Of the 80 conditions examined, 6 conditions were present in more than 5% of the whole population: hypertension was the most prevalent (9.1%), followed by depression (8.7%), asthma (7.6%), upper gastro-intestinal (GI) tract acid conditions (7.6%), anxiety (6.7%), and osteoarthritis (5.7%). Nine conditions were present in less than 0.1% of the population (Table 2).
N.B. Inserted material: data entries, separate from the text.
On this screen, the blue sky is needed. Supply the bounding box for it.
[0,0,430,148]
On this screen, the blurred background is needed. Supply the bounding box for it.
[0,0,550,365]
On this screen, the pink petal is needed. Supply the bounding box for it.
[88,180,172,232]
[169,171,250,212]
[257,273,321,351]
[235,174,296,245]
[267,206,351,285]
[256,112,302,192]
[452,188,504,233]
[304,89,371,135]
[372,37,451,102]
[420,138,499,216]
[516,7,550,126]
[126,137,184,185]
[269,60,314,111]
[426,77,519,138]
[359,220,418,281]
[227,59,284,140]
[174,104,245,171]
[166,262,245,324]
There was marked variability in multimorbidity prevalence depending on the number of conditions considered in the count. Using all 80 conditions, multimorbidity prevalence was 40.5% (95% CI [40.4, 40.6] p < 0.001). When considering only the 2 conditions most prevalent in the whole population in the count, multimorbidity was present in 4.6% (95% CI [4.6, 4.6] p < 0.001) (Fig 1, S3 Table). When adding more conditions to the count (the most prevalent remaining conditions first), there was a steep increase in estimated multimorbidity prevalence, rising to 29.5% (95% CI [29.5, 29.6%] p < 0.001) when considering 10 conditions in the count. Following this, a more gradual increase in estimated prevalence was seen as more conditions were added to the count: 35.2% (95% CI [35.1, 35.3] p < 0.001) considering 20 conditions, and 37.4% (95% CI [37.3, 37.5] p < 0.001) considering 30 conditions. There was only 0.7 percentage point absolute difference in prevalence between considering 50 conditions, 39.8% (95% CI [39.7, 39.9] p < 0.001), and all 80 conditions (40.5%). In the whole population, the predefined ceiling where adding additional conditions had little impact on prevalence was reached at 52 conditions (i.e., estimated prevalence for 52 conditions versus 80 conditions RR >0.99).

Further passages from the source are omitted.